走到大門口的時候,沈禾依舊還是忍不住回頭看了一眼。
孟郊長身玉立,肩寬腰窄,那樣靜悄悄站在那裏的時候甚至是會讓沈禾感覺到仿佛看見了自己二弟。
一樣的俊郎英氣,一樣的有極強的經商天賦。
沈禾看了一眼禮貌而疏遠招待他的劉慧,聲音有些輕。
“沈家出情種,我看著孟郊對待你的模樣就像是看見了我二弟以前對待弟媳的樣子。”
劉慧端正茶杯的動作有一瞬間的停頓,最後劉慧輕笑了一聲,動作如常地將杯子放在了唇邊,慢悠悠地咽下了一口。
劉慧沒怎麽計較沈禾話的意思,但是韓老爺子就忍不住了。
韓老爺子猛的拍案,“你就拿你二弟來舉例子?”
“嘲諷人呢?你二弟以前倒是對你弟媳好,但最後不還是被淩彩彩那麽個膚淺女人給勾搭走了,你是在暗示我孫女,孟郊以後也會這樣嗎?”
劉慧提了一口氣,直到看見韓老爺子把茶杯重重放在了桌案上,劉慧這才鬆了一口氣。
她是真的害怕韓老爺子一怒之下直接把茶水潑到沈禾的臉上去。
韓老爺子瞪圓了眼睛看著沈禾,惡狠狠道:“你是沒看見孟郊那一顆心都放在我孫女身上的模樣。”
劉慧臉皮有些燒,她無奈垂眸,“外祖父…”
這些話能是隨便說的嗎?
沈禾麵色有些僵硬,他緩緩放下了茶杯,“我弟媳以前也認為二弟會永遠對她好,所以明明知道我二弟在外麵一向有很多鶯鶯燕燕撲上來弟媳也沒怎麽管過。”
“所以,慧兒,你要小心些。”沈禾轉頭看向劉慧,一字一頓地認真勸誡。
這一下韓老爺子都已經不生氣了,他不是什麽不識好歹的人,知道沈禾這是善意的提醒。
韓老爺子冷哼一聲。
“我就不相信孟郊有這膽子。”
沈禾微微垂眸,“我是喜歡慧兒這性子,才多說了幾句,孟郊長相好,現在又事業有成,我知道詹家那小丫頭黏在她身邊。”
沈禾看著劉慧苦笑一聲,“我實在是不想看見沈家以前的悲劇再一次上演。”
“孟郊不會和他父親一樣的。”和兩個長輩擔憂的樣子不同,劉慧氣定神閑。
沈禾急了,“丫頭,我說了這麽多你怎麽就沒聽進去呢?人心易變,沈家出情種的意思,是說沈家男人愛上一個女子的時候總是想盡千方百計對她好。”
雖說是承認沈家人很不好,讓沈禾自己心裏也是十分煩躁的,但是沈禾的的確確是做不到隱瞞劉慧沈家人的劣根性。
沈禾吞了口唾沫,“但是這並不是說沈家這一輩子隻愛一個人。”
“你這樣放心孟郊,不做防備…”
沈禾的話還沒有說完就被劉慧輕笑著打斷了。
“沈先生,我不會相信一個人會愛一人一輩子,但是挑選一個男人的時候,看的本來也不是什麽愛不愛。
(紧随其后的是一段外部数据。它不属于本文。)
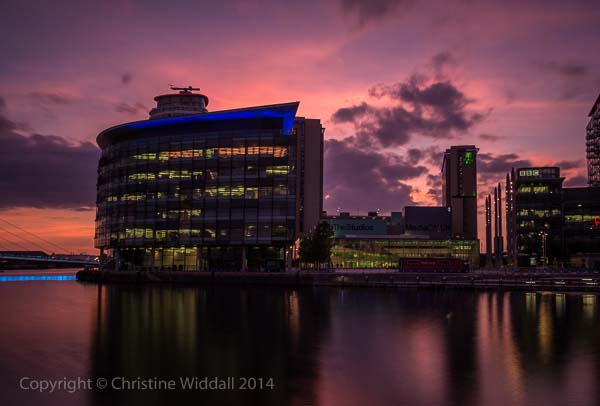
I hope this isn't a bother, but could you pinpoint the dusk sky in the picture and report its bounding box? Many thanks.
[0,0,600,253]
”
接受現代觀念的劉慧在愛情這一個方麵通透到不可思議。
當然,在劉慧做出孟郊以後不會愛她這個假設的時候,心髒處泛起的密密麻麻的疼痛,那是不會對沈禾言明的。
“不看愛不愛你?”沈禾睜大了眼睛,下頜微微張開,不可思議地反問。
“孟郊負責任,做事情有始有終,看中自己血脈這三個特點並不會隨著時間的流逝改變。”劉慧勾起了淡淡的微笑。
“當然,我也是這樣的,我獨立,掙錢的本事也還算是看得過去,會認真照顧自己的孩子。”
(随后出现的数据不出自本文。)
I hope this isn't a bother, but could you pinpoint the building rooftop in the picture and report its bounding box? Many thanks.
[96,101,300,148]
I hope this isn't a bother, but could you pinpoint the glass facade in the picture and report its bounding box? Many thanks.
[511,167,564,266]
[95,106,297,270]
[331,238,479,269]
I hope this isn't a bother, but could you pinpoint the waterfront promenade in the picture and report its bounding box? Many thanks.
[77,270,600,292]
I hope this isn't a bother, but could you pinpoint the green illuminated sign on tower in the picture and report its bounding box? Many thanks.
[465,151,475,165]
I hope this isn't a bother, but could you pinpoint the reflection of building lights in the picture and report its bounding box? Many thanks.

劉慧不是一個謙虛的人,評價自己不會一味捧著,也不會一味的隻知道貶低。
“哪怕是隨著時間流逝,孟郊會變得不再喜歡我,他依舊是一個冷靜有原則的父親,會照顧好妞妞盡到一個做父親的責任,如果我生意順利,能夠輕易給自己很好的生活,如果我生意不順利,孟郊還在呢。”
劉慧說到這裏輕聲笑了笑,“哪怕是我和孟郊離婚了,他也絕對不可能少我一分錢,他不會讓我的生活品質有絲毫降低,也不會讓別人欺負我。”
沈禾看著臉上洋溢著自信光芒的女子,突然就說不出話來了。
就在這時,響起了一陣沉穩的腳步聲。
孟郊默默垂下眸子看著坐在沙發上,看自己到來都沒有絲毫心虛神情出現的劉慧,他眯了眯眼睛。
“現在我們兩人的感情正濃,你說出日後我會不愛你這件事情都沒有一絲一毫的心虛?”
劉慧輕笑了一聲,指了指自己身邊的茶杯,“給你泡的龍井。”
劉慧雖說是沒有回答孟郊的話,但是這氣定神閑的模樣就已經說明了一切了。
孟郊眯了眯眼睛,原本以為壓抑情緒十分擅長的孟郊這一次直接氣笑了。
男人狹長的眼眸之中滿是燥意,晃得一眼看過去的時候,甚至讓人覺得看見了猛獸即將撲食之前的凶狠模樣。
孟郊坐在了劉慧身邊,不顧兩個長輩還在場,孟郊的手掌已經占有欲十足地放在了劉慧纖細的腰肢上。
“不是故意聽見諸位說話的,但是剛剛孟老三鬧著要進來,所以我們在門口糾纏了一會兒。”
眾人都沒有將孟老三這個跳梁小醜放在心上,隻是孟老三的態度,多多少少也映射出大部分人的想法。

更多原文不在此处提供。